风景园林新青年与《中国园林》杂志合作推出

试论中国国家公园体制的建构逻辑

魏民/WEIMin

摘要:在《中共中央关于全面深化改革若干重大问题的决定》中明确提出建立国家公园体制的背景下,通过对当前国家自然与文化遗产保护与利用现状的反思和对国家战略方针的解读,选择性借鉴海外国家公园体制的模式,从立根本、改结构、融系统3个逻辑层级的角度,探讨由一个核心定位、两大先决条件、四大支撑系统构成的体制结构,为形成我国国家公园体制架构提供建议。
关键词:风景园林;国家公园体制;自然与文化遗产;建构;逻辑

Abstract: In The CPC Central Committee’s decision of several important issues on deepening the reforms in an all-round way, the construction of national park system has been clearly proposed. In light of this, by drawing on the experience of national park systems of other countries selectively, and based on reflecting the current protection and utilization situation of national natural and cultural heritages as well as interpreting the national strategic policy, this paper, from the perspective of three logical levels of setting foundations, transforming structures and merging systems, discusses the institutional structure which includes one core, two prerequisites and four supporting systems to form a thinking guideline for the establishment of China’s national park system.
Key words: landscape architecture; national park system; natural and cultural heritage; establishment; logic

1 现实与追问

国家公园是保护国家自然与文化遗产(也称风景名胜资源)的一种重要形式。1872年,美国国会通过了设立国家公园的法案,并以建立世界第一个国家公园——黄石国家公园为标志,开始建立整个国家的国家公园体制,随后被世界各国所效仿,并不断走向成熟。回顾国家公园近150年的发展,尽管世界范围内各国在名称、管理、规划等方面存异,但在资源保护的前提下,在环境容量允许的范围内,对资源实施有效控制和管理,并向人民开放,供人民娱乐、学习,进行科学研究和科学普及之用的核心价值理念成为各国共识。目前,全球已有100多个国家和地区建立了上万处国家公园。
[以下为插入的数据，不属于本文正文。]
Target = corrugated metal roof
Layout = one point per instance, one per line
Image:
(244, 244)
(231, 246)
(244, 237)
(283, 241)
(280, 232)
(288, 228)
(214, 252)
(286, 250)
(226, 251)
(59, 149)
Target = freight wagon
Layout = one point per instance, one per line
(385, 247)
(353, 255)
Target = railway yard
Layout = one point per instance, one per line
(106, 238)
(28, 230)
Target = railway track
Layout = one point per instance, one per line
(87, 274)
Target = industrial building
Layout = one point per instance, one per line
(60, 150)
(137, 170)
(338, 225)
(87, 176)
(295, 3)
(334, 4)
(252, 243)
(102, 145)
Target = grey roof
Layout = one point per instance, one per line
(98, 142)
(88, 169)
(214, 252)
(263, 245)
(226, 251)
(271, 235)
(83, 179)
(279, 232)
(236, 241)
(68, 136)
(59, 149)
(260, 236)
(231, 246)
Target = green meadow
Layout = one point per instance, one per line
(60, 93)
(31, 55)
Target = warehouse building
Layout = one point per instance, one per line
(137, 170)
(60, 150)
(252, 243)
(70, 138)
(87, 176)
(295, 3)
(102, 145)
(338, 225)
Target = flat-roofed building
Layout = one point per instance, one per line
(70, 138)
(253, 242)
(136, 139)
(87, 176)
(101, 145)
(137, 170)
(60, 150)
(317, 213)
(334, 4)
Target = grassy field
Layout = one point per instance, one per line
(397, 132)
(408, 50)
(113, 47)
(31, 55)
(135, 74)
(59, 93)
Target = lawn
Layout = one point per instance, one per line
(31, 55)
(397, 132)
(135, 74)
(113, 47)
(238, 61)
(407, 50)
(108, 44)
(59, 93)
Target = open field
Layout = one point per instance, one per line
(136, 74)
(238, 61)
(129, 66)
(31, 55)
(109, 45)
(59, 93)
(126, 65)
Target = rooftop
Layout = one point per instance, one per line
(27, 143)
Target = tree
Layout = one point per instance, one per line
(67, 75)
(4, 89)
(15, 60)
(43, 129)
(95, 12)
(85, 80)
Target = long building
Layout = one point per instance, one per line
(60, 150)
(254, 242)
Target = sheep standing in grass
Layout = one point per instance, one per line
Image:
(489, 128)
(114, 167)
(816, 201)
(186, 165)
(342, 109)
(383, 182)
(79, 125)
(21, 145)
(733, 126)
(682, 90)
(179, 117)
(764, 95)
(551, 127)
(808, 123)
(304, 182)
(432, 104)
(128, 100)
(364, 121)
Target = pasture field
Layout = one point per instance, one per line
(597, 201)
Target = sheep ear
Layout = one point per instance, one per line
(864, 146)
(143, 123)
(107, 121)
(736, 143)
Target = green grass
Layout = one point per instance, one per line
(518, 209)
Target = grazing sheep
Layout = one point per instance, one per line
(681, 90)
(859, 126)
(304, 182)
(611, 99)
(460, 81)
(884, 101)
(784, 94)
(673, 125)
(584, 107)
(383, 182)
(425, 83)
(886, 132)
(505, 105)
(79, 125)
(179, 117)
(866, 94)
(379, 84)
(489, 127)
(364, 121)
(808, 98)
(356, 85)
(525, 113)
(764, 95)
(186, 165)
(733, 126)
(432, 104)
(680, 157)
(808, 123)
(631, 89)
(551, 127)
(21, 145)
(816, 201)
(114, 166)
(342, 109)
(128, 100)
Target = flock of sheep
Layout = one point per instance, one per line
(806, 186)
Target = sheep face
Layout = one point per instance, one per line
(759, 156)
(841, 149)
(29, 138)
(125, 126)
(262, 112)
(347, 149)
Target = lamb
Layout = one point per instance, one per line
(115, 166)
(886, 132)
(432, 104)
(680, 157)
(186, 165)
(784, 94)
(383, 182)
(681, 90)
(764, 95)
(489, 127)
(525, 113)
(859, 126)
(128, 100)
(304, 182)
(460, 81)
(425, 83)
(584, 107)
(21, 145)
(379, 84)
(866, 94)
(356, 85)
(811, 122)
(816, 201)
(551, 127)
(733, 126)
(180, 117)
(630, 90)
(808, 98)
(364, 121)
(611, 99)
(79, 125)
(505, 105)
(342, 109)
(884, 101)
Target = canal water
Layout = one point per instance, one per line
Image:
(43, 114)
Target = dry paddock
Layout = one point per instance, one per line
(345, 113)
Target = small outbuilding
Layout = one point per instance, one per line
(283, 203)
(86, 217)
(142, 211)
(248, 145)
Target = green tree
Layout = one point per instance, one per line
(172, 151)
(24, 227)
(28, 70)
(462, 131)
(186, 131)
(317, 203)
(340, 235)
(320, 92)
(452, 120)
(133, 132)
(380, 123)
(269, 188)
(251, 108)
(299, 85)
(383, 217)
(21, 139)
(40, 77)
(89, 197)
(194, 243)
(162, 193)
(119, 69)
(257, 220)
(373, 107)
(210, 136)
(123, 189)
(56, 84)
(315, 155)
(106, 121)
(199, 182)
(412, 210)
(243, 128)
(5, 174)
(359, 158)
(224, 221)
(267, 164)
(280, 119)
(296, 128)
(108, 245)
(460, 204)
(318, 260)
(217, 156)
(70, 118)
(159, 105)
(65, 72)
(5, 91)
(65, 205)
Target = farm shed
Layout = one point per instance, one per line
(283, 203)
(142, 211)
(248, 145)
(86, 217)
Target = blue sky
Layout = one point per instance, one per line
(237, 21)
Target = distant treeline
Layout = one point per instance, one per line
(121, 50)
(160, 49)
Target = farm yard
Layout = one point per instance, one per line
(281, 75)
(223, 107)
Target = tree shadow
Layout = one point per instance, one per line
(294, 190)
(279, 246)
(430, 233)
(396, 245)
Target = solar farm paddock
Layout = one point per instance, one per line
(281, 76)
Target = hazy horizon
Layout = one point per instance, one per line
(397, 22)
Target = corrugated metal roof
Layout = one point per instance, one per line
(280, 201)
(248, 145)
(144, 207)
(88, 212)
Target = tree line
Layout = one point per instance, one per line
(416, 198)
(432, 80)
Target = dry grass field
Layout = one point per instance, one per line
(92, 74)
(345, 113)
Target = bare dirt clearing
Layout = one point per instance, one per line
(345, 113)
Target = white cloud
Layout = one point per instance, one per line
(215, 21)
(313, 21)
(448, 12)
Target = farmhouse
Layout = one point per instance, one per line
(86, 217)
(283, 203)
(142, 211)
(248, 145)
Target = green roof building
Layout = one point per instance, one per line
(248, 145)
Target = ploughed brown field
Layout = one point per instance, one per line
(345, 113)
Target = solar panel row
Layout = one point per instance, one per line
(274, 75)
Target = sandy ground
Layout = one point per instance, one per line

1999年颁布实施的国家《风景名胜区规划规范》中,首次从国家标准层面明确“风景名胜区也称风景区,海外的国家公园相当于国家级风景区。指风景资源集中、环境优美、具有一定规模和游览条件,可供人们游览欣赏、休憩娱乐或进行科学文化活动的地域。”2008年7月,国家林业局发文,批准云南为我国第一个国家公园建设试点省,并要求云南省着手规划建设“普达措”“滇金丝猴”“香格里拉大峡谷”“梅里雪山”“西双版纳热带雨林”“丽江老君山”“怒江大峡谷”等12处国家公园;同年,国家环境保护部与旅游局联合批准建设了中国第一个国家公园试点单位——黑龙江汤旺河国家公园;2012年9月,《贵州省生态文化旅游产业发展规划》成果通过专家评审,国家旅游局、联合国世界旅游组织和贵州省人民政府确认了贵州打造“国家公园省”的旅游规划定位。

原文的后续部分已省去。